Gegen ein Lymphödem gibt es eine ganze Reihe wirksamer Optionen, die je nach Stadium zum Einsatz kommen. Sie reichen von der physikalischen Entstauung über die Lymphknotentransplantation bis zur Ablation.

Von einem lymphatischen Ödem spricht man, wenn das dritte Gefäßsystem geschädigt ist, sodass ein Ungleichgewicht der interstitiellen Flüssigkeiten resultiert. Es handelt sich um eine entzündliche Erkrankung mit chronischer Progredienz. Sie manifestiert sich in zwei Formen: Die seltene primäre Störung (1–2 %) ist genetisch bedingt. Der wesentlich häufigere sekundäre Typ (98–99 %) wird z.B. durch (maligne) Erkrankungen, operative Eingriffe, Infektionen oder Verletzungen verursacht. Die Patienten klagen zunächst über ein Spannungs- oder Schweregefühl. Später kommt es zu einer irreversiblen Fibrose mit asymmetrischer Volumenzunahme des Fettgewebes, so Noëlle Bürgle vom Sana Klinikum Offenbach und Koautoren.

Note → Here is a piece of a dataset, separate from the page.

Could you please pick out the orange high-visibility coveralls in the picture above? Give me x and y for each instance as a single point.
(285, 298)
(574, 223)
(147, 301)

Anhand von Anamnese und körperlicher Untersuchung lassen sich Ätiologie, Ausprägung und Leidensdruck ermitteln. Die Inspektion ermöglicht eine Einschätzung von Erscheinungsbild, Symmetrie und Lokalisation der Schwellung. Zudem ist der Hautzustand im Liegen und Stehen zu beurteilen. Die Palpation der befallenden Areale im Seitenvergleich liefert Informationen zu Konsistenz und Dellbarkeit der Schwellungen. Je nach Stadium ist das Gewebe weich bis fibrotisch hart (nicht mehr eindrückbar). Auch die umliegenden Lymphknoten sollten abgetastet und auf Druckdolenz und Verschieblichkeit geprüft werden. Einen Hinweis liefert das Stemmer-Zeichen. Es ist positiv, wenn sich die Haut über dem zweiten Zeh nicht mehr anheben lässt.

Stadieneinteilung

Stadium 0: Übergangsphase, noch keine Schwellungen sichtbar
Stadium 1: weiche teigige Schwellung (besonders abends)
Stadium 2: harte Schwellung mit Bindegewebsvermehrung (Fibrose)
Stadium 3: Elephantiasis

Bildgebung entscheidet über das Therapieverfahren

Die Planung prognostisch relevanter Therapieansätze erfordert eine bildgebende Diagnostik. Bewährt hat sich dafür die Magnetresonanz-Fluoreszenzlymphografie. Durch die Injektion von Kontrastmittel in der Peripherie können oberflächliche und tiefe Lymphbahnen und Abflussstörungen dargestellt werden. Mithilfe der Fluoreszenzlymphangiografie lassen sich die Abflussbahnen in Echtzeit darstellen, allerdings gelingt dies nur bis zu einer Tiefe von 1 cm. Deshalb beschränkt sich die Aussagekraft meist auf Unterschenkel und Unterarm. Zur Ergänzung eignet sich die kontrastmittelgestützte MR-Lymphografie. Sie stellt die pathologischen Veränderungen mit einer Genauigkeit von mehr als 90 % dar. Über eine dreidimensionale Rekonstruktion ermöglicht sie die Lokalisation von Lymphgefäßen, die günstig zu einer anastomosierbaren Vene liegen. Auch tiefere Abflussbahnen (> 1 cm) lassen sich einschätzen. Außerdem ermöglichen MRT (ggf. CT) und Sonografie eine Beurteilung benachbarter Strukturen wie Lymphknoten oder lymphatische Malformationen. Aufgrund der chronisch progredienten Natur des Lymphödems ist eine konsequente Behandlung erforderlich. Die Basis bildet die komplexe physikalische Entstauungstherapie (KPE). Sie besteht aus fünf Komponenten:

  • Hautpflege
  • manuelle Lymphdrainage
  • Kompression
  • Entstauung
  • psychosoziale Selbstbehandlung

Die Therapie kann den Abfluss verbessern, fibrotische Veränderungen auflösen und die Lymphangiogenese aktivieren. In der ersten Phase soll das interstitielle Ungleichgewicht der Flüssigkeiten normalisiert werden, in der zweiten gilt es den Erfolg zu erhalten. Außerdem müssen Komplikationen und neu aufgetretene Kontraindikationen für die KPE rechtzeitig erkannt werden. Dazu gehören z.B. die dekompensierte Herzinsuffizienz und das Erysipel.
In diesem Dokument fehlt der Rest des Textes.